SSR 80-8: SECTIONS 216(h)(1)(A) (42 U.S.C. 416(h)(1)(A)) WIDOW'S INSURANCE BENEFITS -- ENTITLEMENT -- VALIDITY OF MARRIAGE OF MENTALLY RETARDED INDIVIDUAL -- NEW YORK
20 CFR 404.345
- Held, a marriage entered into by a severely retarded individual, incapable of understanding, is voidable by a court of competent jurisdiction only and not void ab initio under New York law.
A and L were married in New York State on September 30, 1942. Shortly thereafter L gave birth to a son who was placed in a foster home and L herself was institutionalized, both actions being taken due to her severe mental retardation. L has remained institutionalized, save for one short period, to date. On May 24, 1944, A instituted divorce proceedings. However, it does not appear that such proceedings were ever concluded or that a divorce was ever finalized. He died in January 1970 and on May 31, 1978 the institution held an application on L's behalf for widow's insurance benefits.
A question has been raised as to whether under New York law a marriage entered into by a severely retarded individual incapable of understanding the nature of her action, as herein, is void ab initio, or, on the facts as stated, was voided at any time prior to the death of the wage earner, A.

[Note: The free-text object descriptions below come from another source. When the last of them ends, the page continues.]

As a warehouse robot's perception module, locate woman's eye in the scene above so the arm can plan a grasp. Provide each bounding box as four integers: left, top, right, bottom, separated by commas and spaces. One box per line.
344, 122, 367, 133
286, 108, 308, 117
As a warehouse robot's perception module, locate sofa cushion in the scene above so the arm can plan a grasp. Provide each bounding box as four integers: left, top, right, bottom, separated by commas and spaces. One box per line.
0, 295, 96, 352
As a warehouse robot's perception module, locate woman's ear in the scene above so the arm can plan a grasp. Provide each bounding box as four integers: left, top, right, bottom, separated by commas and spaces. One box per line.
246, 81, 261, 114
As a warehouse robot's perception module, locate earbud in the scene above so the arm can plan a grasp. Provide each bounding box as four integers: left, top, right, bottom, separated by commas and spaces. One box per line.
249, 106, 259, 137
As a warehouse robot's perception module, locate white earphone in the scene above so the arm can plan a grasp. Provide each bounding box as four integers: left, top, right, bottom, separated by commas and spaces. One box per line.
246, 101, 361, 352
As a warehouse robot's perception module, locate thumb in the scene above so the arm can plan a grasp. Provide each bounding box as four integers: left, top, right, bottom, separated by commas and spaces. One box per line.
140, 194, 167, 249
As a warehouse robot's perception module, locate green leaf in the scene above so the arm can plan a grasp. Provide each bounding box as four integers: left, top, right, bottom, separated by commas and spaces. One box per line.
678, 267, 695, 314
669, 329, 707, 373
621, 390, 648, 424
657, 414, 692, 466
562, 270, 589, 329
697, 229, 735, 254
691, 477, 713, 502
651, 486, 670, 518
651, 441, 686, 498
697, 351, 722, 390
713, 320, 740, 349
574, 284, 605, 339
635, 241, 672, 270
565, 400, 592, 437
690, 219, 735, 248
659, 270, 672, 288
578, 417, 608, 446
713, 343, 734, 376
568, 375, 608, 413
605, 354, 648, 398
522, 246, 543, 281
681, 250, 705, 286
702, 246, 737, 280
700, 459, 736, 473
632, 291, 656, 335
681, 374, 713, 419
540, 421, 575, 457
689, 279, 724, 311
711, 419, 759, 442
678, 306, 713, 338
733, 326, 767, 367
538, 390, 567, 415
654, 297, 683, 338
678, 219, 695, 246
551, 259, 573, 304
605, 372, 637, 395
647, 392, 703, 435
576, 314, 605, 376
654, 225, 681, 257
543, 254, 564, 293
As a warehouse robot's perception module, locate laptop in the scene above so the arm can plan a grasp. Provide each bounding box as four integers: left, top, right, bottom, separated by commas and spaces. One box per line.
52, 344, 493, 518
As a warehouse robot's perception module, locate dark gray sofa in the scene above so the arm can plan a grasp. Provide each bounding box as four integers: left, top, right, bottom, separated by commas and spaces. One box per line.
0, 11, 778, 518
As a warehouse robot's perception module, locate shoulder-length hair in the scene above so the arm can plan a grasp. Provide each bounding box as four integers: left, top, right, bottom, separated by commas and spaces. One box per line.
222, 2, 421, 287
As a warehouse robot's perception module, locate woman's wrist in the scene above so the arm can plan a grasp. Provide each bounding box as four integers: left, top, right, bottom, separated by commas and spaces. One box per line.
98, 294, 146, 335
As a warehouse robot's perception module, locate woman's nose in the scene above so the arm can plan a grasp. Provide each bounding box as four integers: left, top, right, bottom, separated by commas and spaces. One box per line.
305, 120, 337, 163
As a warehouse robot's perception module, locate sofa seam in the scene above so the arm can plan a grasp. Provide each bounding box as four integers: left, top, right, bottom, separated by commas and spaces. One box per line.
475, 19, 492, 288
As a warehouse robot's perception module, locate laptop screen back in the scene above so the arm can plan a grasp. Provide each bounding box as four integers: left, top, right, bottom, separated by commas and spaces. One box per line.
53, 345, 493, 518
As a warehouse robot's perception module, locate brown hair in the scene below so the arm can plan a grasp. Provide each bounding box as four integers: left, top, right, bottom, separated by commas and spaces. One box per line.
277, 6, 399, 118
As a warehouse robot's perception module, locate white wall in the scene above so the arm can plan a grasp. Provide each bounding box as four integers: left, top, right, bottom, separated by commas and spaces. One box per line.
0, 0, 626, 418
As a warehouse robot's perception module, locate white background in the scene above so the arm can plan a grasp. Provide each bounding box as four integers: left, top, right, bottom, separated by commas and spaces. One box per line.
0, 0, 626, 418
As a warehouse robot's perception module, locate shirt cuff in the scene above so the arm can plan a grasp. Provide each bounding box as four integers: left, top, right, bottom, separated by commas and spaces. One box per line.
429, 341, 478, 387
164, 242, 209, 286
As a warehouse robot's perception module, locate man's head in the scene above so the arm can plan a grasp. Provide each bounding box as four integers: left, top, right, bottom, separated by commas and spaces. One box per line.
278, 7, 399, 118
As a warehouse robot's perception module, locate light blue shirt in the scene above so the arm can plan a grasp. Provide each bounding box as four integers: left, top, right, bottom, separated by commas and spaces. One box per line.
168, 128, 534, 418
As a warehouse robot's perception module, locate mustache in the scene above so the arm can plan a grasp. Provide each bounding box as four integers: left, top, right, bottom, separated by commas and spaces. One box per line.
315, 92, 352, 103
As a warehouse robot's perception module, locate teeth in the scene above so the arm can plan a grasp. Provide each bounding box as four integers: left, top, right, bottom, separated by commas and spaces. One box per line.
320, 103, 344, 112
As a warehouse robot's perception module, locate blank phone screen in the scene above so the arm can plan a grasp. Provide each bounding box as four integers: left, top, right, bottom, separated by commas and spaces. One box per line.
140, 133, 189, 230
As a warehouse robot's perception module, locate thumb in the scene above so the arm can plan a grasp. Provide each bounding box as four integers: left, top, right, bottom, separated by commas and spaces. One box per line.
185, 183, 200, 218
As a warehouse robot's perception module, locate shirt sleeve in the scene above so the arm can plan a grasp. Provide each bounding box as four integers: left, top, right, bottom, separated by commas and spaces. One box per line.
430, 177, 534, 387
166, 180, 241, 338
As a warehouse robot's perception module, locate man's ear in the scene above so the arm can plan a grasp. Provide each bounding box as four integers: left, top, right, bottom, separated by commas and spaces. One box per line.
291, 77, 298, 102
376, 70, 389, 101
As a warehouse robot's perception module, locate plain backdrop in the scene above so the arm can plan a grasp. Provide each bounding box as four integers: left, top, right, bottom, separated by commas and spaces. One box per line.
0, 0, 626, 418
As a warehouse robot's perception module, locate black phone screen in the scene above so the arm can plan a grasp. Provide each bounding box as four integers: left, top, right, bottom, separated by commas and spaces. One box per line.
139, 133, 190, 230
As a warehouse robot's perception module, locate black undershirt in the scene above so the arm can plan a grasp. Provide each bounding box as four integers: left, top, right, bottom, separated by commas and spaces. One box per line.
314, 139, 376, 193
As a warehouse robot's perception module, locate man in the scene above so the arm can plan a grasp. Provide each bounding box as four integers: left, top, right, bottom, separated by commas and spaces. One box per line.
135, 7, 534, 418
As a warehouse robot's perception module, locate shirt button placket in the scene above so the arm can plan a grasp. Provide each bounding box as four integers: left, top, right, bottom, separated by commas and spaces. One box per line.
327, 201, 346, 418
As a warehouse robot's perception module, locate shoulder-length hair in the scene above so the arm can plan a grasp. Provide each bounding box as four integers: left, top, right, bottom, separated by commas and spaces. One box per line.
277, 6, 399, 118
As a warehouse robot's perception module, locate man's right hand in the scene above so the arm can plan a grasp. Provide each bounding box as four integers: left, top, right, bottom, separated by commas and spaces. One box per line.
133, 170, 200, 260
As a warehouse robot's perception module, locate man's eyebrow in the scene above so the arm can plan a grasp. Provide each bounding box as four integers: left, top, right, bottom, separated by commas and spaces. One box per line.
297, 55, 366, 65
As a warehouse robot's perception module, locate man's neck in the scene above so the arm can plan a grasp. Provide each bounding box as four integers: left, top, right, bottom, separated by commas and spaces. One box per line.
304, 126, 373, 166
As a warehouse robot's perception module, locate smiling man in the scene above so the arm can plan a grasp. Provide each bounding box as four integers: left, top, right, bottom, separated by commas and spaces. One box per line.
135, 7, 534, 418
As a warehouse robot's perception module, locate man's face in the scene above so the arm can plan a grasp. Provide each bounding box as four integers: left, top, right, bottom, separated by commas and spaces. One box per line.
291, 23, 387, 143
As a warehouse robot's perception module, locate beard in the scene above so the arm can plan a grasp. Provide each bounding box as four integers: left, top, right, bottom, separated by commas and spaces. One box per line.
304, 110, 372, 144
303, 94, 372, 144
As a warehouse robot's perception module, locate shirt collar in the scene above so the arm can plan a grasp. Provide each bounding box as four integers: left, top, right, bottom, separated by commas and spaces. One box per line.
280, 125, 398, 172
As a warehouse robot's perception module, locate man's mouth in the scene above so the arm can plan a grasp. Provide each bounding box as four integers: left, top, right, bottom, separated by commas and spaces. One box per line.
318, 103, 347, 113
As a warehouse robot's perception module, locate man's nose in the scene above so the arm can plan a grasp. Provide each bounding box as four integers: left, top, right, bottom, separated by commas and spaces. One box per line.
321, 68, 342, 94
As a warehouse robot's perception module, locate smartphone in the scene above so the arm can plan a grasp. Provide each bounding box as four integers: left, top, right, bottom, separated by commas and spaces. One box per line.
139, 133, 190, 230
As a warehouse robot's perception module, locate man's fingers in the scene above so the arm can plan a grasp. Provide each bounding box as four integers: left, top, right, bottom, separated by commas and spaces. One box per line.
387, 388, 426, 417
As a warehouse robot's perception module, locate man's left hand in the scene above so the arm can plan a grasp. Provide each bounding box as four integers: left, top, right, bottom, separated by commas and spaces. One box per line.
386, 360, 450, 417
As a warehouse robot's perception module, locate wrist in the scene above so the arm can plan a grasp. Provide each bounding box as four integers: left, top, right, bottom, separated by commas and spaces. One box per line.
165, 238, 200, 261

A marriage entered into by a severely retarded individual, incapable of understanding, is voidable by a court of competent jurisdiction only and not void ab initio under New York State law. New York Dom. Rel. Law § 7 (McKinney 1977). Remlein v. Remlein, 54 N.Y.S.2d 323 (1945); Weinberg v. Weinberg, 255 App. Div. 366, 8 N.Y.S.2d 341 (1938). Thus, L remains the lawful widow of A unless the marriage was dissolved by a court of competent jurisdiction. It appears from the facts herein that while proceedings to terminate the marriage were commended by A, such proceedings were never concluded and, therefore, no order of a court of competent jurisdiction dissolving this marriage is existent. Assuming this to be the fact, L must be considered A's legal widow for benefit purposes.